A number of clinical studies have shown a positive association between caffeine ingestion and panic disorder and/or anxiogenic effects. People who have panic disorder are more sensitive to the anxiety-provoking effects of caffeine. One of the major anxiety-provoking effects of caffeine is an increase in heart rate.
Certain cold and flu medications containing decongestants may also contain pseudoephedrine, ephedrine, phenylephrine, naphazoline and oxymetazoline. These may be avoided by the use of decongestants formulated to prevent causing high blood pressure.
Alcohol and sedatives
About 30% of people with panic disorder use alcohol and 17% use other psychoactive drugs. This is in comparison with 61% (alcohol) and 7.9% (other psychoactive drugs) of the general population who use alcohol and psychoactive drugs, respectively. Utilization of recreational drugs or alcohol generally make symptoms worse. Most stimulant drugs (caffeine, nicotine, cocaine) would be expected to worsen the condition, since they directly increase the symptoms of panic, such as heart rate.
Deacon and Valentiner (2000) conducted a study that examined co-morbid panic attacks and substance use in a non-clinical sample of young adults who experienced regular panic attacks. The authors found that compared to healthy controls, sedative use was greater for non-clinical participants who experienced panic attacks. These findings are consistent with the suggestion made by Cox, Norton, Dorward, and Fergusson (1989) that panic disorder patients self-medicate if they believe that certain substances will be successful in alleviating their symptoms. If panic disorder patients are indeed self-medicating, there may be a portion of the population with undiagnosed panic disorder who will not seek professional help as a result of their own self-medication. In fact, for some patients panic disorder is only diagnosed after they seek treatment for their self-medication habit.
While alcohol initially helps ease panic disorder symptoms, medium- or long-term alcohol abuse can cause panic disorder to develop or worsen during alcohol intoxication, especially during alcohol withdrawal syndrome. This effect is not unique to alcohol but can also occur with long-term use of drugs which have a similar mechanism of action to alcohol such as the benzodiazepines which are sometimes prescribed as tranquilizers to people with alcohol problems. The reason chronic alcohol misuse worsens panic disorder is due to distortion of the brain chemistry and function.

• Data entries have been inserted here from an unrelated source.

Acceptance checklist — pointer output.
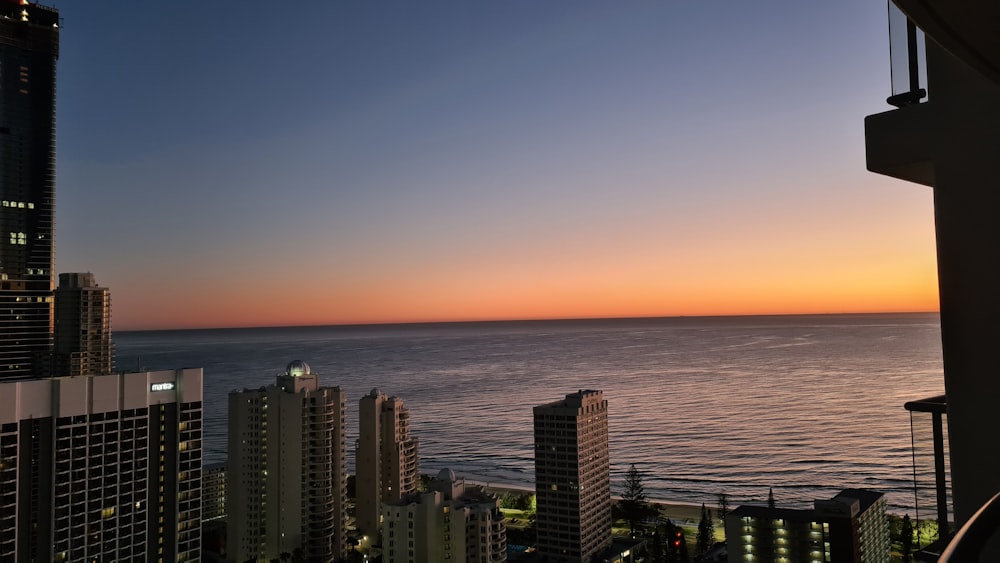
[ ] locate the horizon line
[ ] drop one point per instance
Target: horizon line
(534, 320)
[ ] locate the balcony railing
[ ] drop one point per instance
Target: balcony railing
(907, 60)
(975, 536)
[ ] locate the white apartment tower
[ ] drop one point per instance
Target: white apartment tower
(101, 468)
(446, 523)
(573, 477)
(286, 473)
(386, 458)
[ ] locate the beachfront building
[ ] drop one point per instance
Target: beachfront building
(101, 468)
(82, 340)
(286, 474)
(213, 491)
(573, 477)
(385, 458)
(446, 523)
(849, 528)
(29, 47)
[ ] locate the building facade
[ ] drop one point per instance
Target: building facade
(849, 528)
(446, 523)
(103, 468)
(29, 47)
(573, 477)
(386, 460)
(82, 343)
(286, 475)
(213, 492)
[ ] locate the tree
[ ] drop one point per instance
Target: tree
(705, 531)
(657, 548)
(633, 502)
(906, 540)
(723, 508)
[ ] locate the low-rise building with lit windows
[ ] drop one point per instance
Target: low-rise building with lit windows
(849, 528)
(101, 468)
(446, 523)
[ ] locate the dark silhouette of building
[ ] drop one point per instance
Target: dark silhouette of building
(83, 327)
(29, 47)
(573, 478)
(101, 468)
(945, 133)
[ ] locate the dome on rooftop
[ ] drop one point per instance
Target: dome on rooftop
(297, 368)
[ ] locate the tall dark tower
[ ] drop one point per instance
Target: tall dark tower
(29, 47)
(82, 342)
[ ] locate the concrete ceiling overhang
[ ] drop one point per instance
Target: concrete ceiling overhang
(968, 29)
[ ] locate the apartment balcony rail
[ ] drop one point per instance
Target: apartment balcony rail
(976, 535)
(908, 64)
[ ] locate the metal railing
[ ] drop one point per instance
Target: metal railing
(969, 543)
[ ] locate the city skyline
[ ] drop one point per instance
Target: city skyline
(439, 162)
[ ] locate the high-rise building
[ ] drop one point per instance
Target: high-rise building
(213, 492)
(102, 468)
(286, 475)
(82, 327)
(386, 461)
(29, 47)
(573, 477)
(446, 523)
(849, 528)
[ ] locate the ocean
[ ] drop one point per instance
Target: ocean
(806, 405)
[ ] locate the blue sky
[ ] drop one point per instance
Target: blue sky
(396, 161)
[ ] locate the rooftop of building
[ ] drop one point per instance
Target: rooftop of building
(28, 12)
(865, 498)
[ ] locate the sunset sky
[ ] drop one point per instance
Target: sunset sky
(264, 163)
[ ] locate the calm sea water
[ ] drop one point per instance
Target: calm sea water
(807, 405)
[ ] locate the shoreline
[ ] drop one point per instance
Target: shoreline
(681, 513)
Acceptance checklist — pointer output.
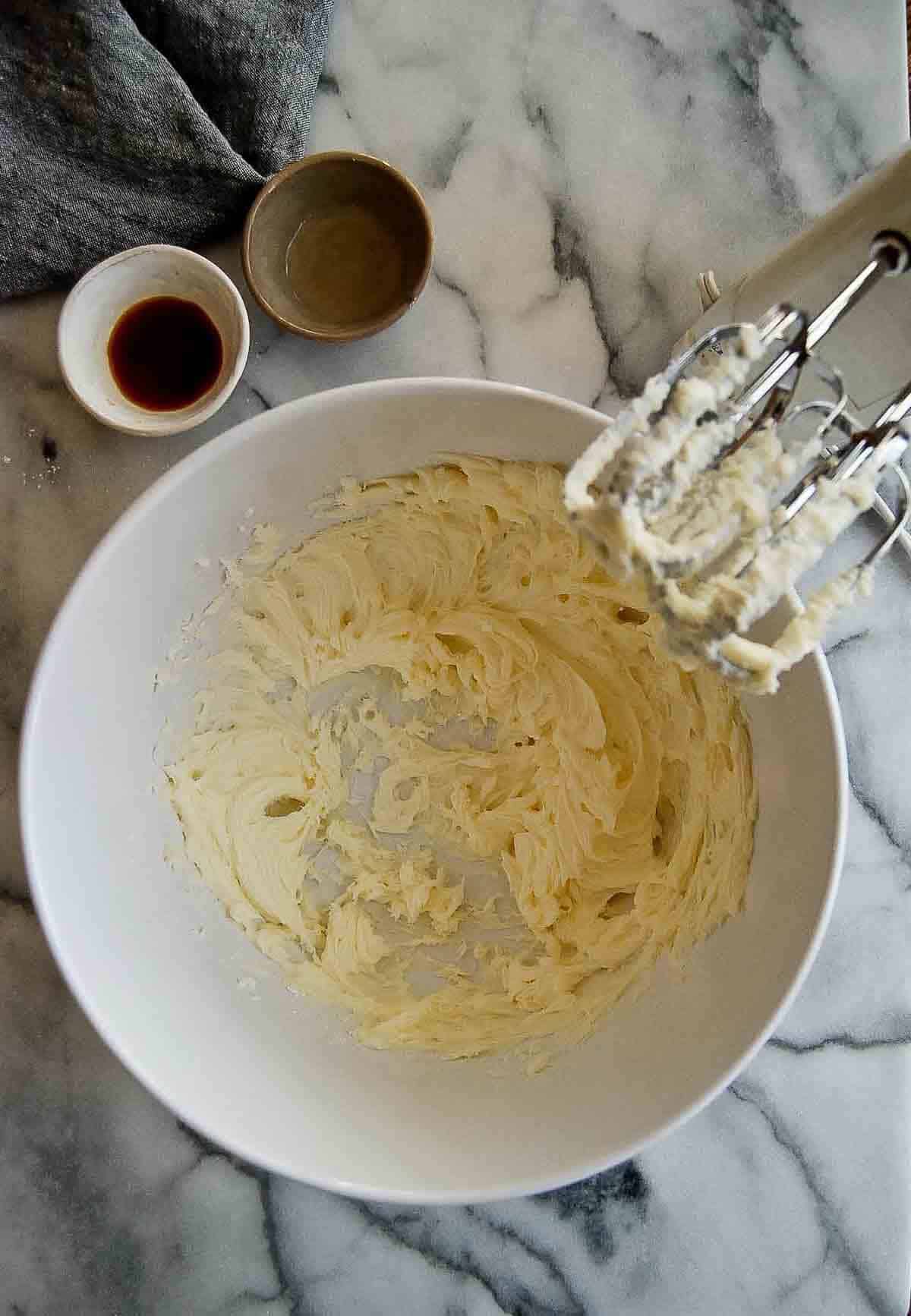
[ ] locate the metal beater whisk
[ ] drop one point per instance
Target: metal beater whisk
(719, 487)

Approximately 10% of patients will experience notable protracted withdrawal symptoms, which can include panic disorder, after discontinuation of benzodiazepines. Protracted withdrawal symptoms tend to resemble those seen during the first couple of months of withdrawal but usually are of a subacute level of severity compared to the symptoms seen during the first 2 or 3 months of withdrawal. It is not known definitively whether such symptoms persisting long after withdrawal are related to true pharmacological withdrawal or whether they are due to structural neuronal damage as result of chronic use of benzodiazepines or withdrawal. Nevertheless, such symptoms do typically lessen as the months and years go by eventually disappearing altogether.
A significant proportion of patients attending mental health services for conditions including anxiety disorders such as panic disorder or social phobia have developed these conditions as a result of alcohol or sedative abuse. Anxiety may pre-exist alcohol or sedative dependence, which then acts to perpetuate or worsen the underlying anxiety disorder. Someone suffering the toxic effects of alcohol abuse or chronic sedative use or abuse will not benefit from other therapies or medications for underlying psychiatric conditions as they do not address the root cause of the symptoms. Recovery from sedative symptoms may temporarily worsen during alcohol withdrawal or benzodiazepine withdrawal.